With the arrival of the railway and the introduction of horse-drawn trams about ten years later, Peckham became accessible to artisans and clerical staff working in the City and the docks. Housing for this socio-economic group filled almost all the remaining fields except the Rye. In 1868 the vestry of Camberwell St Giles bought the Rye to keep it as common land. Responding to concerns about the dangerous overcrowding of the common on holidays the vestry bought the adjacent Homestall Farm (the last farm in the area) in 1894 and opened this as Peckham Rye Park.
Nunhead is now a place in the London Borough of Southwark in London, England. It is an inner-city suburb located 4 miles (6.4 km) southeast of Charing Cross (a point considered to be the centre of London from which distances are measured). It is the location of the 52 acres (0.21 km2) Nunhead Cemetery. Nunhead has traditionally been a working-class area and, with the adjacent neighbourhoods, is currently going through a lengthy process of "gentrification".
Nunhead formed part of the large ancient parish of Camberwell in the Brixton hundred of Surrey. It has not formed an independent unit of civil administration, however as population grew a separate Nunhead St. Antholin (or St. Anthony) ecclesiastical parish was created in 1878, with a church built in 1877.
The area then came within the area of responsibility of the Metropolitan Board of Works in 1855 and was transferred to the County of London in 1889. Having formed part of the Camberwell parish, it became part of the Metropolitan Borough of Camberwell in 1900. In 1887 Nunhead is recorded as having a population of 10,727.

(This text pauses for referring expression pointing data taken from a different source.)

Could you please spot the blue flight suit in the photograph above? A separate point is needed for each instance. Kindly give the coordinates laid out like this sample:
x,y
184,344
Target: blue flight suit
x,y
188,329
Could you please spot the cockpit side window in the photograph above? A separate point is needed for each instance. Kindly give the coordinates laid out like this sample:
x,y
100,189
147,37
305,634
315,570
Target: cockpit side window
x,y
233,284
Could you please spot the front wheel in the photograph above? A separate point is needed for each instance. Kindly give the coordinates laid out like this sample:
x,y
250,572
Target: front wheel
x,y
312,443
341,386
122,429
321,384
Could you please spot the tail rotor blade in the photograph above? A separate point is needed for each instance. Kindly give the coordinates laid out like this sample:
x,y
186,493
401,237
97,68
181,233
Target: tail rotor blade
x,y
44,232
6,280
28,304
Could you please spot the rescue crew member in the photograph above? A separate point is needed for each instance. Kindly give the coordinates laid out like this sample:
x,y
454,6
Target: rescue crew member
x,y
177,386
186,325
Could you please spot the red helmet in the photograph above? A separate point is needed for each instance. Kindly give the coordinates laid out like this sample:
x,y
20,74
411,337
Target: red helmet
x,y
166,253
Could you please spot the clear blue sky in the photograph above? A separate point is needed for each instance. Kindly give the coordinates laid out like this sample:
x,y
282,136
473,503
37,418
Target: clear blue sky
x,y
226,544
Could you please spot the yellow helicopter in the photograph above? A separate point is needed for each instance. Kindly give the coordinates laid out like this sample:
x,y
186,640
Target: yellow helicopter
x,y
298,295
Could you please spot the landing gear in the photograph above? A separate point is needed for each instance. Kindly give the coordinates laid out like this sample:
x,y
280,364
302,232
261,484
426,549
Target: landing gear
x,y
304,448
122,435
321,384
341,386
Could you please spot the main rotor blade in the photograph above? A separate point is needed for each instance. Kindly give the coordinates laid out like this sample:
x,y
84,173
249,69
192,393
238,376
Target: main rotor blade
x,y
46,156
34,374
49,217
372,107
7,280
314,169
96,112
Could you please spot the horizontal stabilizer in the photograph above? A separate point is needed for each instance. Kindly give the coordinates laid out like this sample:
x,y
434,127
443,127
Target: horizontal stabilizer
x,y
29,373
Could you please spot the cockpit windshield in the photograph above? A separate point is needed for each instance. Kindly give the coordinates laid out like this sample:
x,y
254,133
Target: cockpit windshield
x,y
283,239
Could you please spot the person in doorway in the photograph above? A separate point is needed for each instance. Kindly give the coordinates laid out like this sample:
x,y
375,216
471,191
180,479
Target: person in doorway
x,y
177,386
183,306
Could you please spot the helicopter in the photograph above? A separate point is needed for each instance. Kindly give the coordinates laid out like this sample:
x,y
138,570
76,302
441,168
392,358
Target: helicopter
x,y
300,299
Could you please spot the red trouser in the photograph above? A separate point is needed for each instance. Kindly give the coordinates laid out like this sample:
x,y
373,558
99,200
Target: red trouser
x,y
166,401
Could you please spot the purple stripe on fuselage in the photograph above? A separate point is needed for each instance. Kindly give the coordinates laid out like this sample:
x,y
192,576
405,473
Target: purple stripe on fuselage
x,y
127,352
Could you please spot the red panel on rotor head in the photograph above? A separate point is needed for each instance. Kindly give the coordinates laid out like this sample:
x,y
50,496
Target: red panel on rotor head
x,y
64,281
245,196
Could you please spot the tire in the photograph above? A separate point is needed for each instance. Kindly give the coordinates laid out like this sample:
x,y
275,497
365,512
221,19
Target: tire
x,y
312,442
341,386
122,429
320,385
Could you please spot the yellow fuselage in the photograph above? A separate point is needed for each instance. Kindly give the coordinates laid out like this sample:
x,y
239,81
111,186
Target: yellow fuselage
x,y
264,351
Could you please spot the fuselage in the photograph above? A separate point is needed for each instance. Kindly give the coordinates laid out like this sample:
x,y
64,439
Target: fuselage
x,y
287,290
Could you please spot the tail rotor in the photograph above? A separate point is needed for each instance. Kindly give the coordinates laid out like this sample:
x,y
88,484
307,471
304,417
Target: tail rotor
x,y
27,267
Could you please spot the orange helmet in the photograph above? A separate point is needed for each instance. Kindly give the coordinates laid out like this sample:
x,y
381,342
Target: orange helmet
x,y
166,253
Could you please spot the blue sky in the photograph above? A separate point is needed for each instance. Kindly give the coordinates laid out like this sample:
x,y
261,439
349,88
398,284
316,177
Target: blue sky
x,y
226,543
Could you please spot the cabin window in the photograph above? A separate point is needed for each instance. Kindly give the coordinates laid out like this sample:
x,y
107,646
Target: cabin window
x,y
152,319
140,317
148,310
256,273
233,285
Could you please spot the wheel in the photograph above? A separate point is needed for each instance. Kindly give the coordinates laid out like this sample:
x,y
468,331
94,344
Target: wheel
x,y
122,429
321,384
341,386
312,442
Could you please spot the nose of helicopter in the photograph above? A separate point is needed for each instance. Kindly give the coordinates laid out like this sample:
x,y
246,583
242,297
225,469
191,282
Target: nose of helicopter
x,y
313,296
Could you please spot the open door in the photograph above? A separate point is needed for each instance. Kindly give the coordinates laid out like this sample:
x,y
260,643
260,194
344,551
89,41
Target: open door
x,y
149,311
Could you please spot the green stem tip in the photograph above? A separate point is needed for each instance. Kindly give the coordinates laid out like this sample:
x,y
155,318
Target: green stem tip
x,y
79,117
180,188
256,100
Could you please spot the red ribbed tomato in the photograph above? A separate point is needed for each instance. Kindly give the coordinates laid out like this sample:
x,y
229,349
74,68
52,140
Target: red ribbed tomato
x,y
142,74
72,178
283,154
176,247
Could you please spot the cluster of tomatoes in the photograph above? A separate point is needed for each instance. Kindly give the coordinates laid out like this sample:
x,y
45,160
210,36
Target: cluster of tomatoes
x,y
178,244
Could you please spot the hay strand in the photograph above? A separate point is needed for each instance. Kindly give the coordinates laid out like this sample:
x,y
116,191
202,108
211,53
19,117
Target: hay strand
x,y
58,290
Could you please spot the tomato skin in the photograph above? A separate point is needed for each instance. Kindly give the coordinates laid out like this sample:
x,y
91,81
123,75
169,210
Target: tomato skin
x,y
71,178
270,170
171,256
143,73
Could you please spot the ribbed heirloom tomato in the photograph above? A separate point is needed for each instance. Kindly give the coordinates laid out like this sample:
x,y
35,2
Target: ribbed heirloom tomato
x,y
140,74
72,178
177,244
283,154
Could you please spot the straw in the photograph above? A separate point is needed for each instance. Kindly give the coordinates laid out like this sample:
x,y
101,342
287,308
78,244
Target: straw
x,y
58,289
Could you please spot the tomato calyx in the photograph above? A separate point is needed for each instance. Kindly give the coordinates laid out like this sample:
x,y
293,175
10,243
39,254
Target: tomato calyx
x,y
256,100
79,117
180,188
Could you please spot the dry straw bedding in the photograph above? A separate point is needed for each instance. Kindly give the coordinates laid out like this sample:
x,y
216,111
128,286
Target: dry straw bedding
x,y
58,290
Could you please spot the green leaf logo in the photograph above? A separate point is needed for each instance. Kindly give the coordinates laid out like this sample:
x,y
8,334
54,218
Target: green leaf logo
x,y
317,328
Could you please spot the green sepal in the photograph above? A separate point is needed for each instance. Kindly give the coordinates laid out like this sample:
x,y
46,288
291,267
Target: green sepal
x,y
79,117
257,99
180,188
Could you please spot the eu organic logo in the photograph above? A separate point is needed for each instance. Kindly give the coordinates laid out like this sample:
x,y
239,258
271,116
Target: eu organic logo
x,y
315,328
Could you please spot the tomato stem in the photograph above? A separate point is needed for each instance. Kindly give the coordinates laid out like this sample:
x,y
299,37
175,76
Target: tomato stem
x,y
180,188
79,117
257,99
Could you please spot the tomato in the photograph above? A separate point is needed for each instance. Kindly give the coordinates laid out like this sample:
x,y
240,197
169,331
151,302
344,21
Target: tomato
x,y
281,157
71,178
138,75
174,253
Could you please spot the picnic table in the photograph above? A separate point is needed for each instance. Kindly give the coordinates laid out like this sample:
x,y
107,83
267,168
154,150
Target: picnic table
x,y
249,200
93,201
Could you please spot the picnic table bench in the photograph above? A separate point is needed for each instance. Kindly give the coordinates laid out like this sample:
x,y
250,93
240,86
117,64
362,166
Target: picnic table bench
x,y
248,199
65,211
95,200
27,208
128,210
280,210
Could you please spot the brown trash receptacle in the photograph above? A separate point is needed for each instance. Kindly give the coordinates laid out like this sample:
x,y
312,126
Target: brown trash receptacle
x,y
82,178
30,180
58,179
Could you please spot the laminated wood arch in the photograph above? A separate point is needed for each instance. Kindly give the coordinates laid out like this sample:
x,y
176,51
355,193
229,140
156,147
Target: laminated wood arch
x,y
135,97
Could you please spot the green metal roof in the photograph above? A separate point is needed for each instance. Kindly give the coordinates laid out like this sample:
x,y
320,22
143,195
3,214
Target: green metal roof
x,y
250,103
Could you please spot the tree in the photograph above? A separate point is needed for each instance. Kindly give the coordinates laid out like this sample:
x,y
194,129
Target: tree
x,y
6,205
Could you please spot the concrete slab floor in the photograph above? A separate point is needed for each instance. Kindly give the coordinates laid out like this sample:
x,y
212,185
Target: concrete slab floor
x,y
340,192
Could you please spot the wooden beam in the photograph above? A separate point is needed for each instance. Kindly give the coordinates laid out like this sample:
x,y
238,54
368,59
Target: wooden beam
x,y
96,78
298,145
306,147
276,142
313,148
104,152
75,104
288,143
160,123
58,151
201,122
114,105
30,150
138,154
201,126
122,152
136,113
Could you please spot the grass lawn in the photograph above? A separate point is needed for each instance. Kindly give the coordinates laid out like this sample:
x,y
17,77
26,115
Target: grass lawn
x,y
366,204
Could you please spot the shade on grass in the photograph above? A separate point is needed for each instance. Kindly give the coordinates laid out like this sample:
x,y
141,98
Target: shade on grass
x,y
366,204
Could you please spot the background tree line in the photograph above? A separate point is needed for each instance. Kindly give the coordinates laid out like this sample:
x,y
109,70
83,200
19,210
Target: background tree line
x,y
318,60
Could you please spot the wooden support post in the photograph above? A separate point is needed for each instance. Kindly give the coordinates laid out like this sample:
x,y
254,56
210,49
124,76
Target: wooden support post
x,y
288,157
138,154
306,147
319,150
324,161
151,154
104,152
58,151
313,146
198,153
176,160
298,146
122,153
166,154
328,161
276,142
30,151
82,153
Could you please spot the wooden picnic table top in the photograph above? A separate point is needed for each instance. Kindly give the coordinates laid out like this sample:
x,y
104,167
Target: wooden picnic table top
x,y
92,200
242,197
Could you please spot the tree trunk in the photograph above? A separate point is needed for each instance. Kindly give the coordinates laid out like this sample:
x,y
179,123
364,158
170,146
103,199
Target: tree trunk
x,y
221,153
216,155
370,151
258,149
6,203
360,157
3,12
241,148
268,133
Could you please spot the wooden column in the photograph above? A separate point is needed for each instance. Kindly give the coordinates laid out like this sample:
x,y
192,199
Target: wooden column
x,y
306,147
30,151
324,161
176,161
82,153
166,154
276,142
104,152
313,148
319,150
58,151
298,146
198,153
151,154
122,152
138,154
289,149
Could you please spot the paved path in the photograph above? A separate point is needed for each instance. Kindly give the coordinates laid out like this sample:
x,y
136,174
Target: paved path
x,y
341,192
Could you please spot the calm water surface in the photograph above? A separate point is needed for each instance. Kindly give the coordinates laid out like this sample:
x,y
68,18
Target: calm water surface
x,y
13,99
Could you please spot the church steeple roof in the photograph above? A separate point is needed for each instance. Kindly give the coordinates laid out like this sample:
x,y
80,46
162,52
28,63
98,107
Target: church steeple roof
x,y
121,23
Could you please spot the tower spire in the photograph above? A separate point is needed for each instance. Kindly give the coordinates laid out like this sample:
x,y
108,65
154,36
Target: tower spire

Camberwell Old Cemetery, on Forest Hill Road, is a later example of the ring of Victorian cemeteries that were built to alleviate the overcrowding of churchyards that was experienced with the rapid expansion of London in the 19th century. Camberwell Old Cemetery did not have the grandeur of nearby Nunhead Cemetery, which was one of the original London necropoleis, and once nearing capacity it was replaced by Camberwell New Cemetery on Brenchley Gardens.